Israelis accepted the notion of self-sacrifice as 6,000 gave their lives for the establishment of the Jewish state, but few thought that acceptance would become part of the Hebrew culture or the Israeli experience, said Zerubavel.

The generation brought up in the 1950s had a strong sense of nationalism and were willing to fight for Israel’s survival “in a sea of Arabs,” she explained.

As the ’50s moved into the ’60s, the focus began to shift to the next generation.

Using biblical imagery of the binding of Isaac and Abraham’s willingness to sacrifice his son for God, Zerubavel said Israelis were willing to sacrifice their children for the Jewish nation.

“But there was no ram that appeared to save their sons,” she said. “Parents were focused on so much that war widows were marginalized. War widows did not even feel they had the right to feel pain.”

After the 1967 Six-Day War, “the political reality changed” as the country moved into a period of “glorification of the heroism and euphoria” that a strong Israel would now have a secure future.

In light of that, the 1973 Yom Kippur War “came as a tremendous blow,” according to Zerubavel, bringing a sobering realization that peace and security were still elusive.
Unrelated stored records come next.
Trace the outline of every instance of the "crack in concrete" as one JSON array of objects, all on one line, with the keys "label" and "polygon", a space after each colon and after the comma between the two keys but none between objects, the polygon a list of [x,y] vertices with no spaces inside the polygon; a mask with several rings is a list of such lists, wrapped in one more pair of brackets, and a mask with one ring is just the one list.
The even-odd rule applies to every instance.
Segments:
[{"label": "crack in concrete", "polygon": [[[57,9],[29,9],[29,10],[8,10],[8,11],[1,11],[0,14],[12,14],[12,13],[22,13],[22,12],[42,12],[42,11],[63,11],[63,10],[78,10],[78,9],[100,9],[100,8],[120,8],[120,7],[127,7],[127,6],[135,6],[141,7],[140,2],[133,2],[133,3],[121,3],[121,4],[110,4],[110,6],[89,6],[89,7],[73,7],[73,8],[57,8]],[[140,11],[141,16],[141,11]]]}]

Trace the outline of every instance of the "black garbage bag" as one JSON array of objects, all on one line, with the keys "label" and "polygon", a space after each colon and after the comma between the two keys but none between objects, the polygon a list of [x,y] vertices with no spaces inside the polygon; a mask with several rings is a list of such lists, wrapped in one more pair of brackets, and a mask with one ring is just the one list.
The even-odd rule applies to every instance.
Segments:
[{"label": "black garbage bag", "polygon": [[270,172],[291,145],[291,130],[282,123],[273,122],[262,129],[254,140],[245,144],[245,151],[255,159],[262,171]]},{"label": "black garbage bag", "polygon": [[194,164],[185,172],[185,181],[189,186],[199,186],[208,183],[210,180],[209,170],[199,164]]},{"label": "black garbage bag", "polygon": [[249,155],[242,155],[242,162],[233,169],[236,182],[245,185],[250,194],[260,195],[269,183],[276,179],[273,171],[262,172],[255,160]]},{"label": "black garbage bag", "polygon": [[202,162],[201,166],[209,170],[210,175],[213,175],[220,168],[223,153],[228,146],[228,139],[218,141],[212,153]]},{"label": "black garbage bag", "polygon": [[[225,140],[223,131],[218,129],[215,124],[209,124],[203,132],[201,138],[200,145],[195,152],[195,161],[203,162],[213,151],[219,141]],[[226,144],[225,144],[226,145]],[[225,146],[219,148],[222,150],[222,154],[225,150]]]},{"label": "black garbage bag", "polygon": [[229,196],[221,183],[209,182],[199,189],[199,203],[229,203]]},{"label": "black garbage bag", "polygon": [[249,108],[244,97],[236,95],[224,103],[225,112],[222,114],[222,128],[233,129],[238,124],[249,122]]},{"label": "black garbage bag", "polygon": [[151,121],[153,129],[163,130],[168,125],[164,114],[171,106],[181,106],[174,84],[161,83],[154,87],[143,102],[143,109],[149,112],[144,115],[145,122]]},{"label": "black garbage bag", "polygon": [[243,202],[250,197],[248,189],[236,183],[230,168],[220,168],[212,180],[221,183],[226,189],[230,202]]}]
Over the next several years, the Israeli perception matured and grew more complex.

“They looked differently at the state of war,” said Zerubavel. “It no longer seemed transitory. There was a growing weariness over time.”

This new view contributed to the rise of various political movements, from Peace Now on the Left to the Gush Emunim settlers’ movement on the Right. This political division deepened over time as Israelis struggled over how to deal with the Palestinian situation, Israel’s role as an occupying force, and terrorism.

The original Zionist experience and attitude faded as new generations were born and new immigrants came to Israel. Increasingly, said Zerubavel, Israelis who had willfully ignored the Diaspora experience, especially the Holocaust, now began to incorporate it more and more into their national story.

“In the 1970s, ’80s, and into the ’90s, there was a growing embracement of the Jewish experience in exile,” said Zerubavel. “Jews in the Middle East thought of the Holocaust as an Ashkenazi experience, but not their own experience. But they began to look at the Holocaust not so much as an outside Jewish experience, but as their own experience, part of Jewish culture. There was a total embracement of the connection.”

After the 1993 Oslo Accords with the Palestinians, Israelis again began to hope for peace, only to see those hopes dashed during the violence of the Intifadas. The continuing terrorism took a mental and physical toll.

Some young Israelis have coped by taking extended trips abroad. While Zerubavel noted that Rutgers always had a percentage of Israeli graduate students, she said the influx of Israeli undergraduates in recent years is a reflection of this weariness.